The biggest manufacturing lesson learned from this spring’s disaster in Japan is quite possibly this: single-source suppliers carry a large inherent risk. Hyundai and Kia are learning that lesson right now, as a labor strike at Yoosung Enterprise Company has crippled production of Hyundai’s Tucson, Veracruz and Santa Fe models built in their Ulsan, Korea, plant. The strike has also stopped production of Kia’s Carnival minivan at their Shari, Korea, plant. Yoosung supplies up to 70 percent of the piston rings used in Hyundai and Kia products, and also supplies components to the Korean businesses of General Motors and Renault SA.
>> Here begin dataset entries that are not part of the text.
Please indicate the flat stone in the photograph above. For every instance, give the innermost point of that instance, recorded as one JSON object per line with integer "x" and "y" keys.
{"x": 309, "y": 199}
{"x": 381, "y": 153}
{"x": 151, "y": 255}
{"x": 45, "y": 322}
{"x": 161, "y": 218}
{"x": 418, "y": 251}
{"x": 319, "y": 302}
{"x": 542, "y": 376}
At issue is a disagreement on wages and shift scheduling among Yoosung employees. Production at their manufacturing facility was stopped on May 18, when labor members occupied production lines. The conflict has yet to be resolved, leaving automakers scrambling to find a new component supplier. Hyundai estimates that their supply of engines for the above Korean-built vehicles will start to be depleted as of Tuesday, May 24.
It’s not yet clear what the impact to Hyundai’s US sales will be, or if the same supplier provides components for engines and vehicles built in the United States. Hyundai assembles the Sonata and Elantra sedans at their Montgomery, Ala., plant, while Kia builds the Sorento crossover and the Hyundai Santa Fe at their plant in West Point, Ga. Through April, U.S.-built models accounted for roughly 77 percent of Hyundai’s U.S. sales.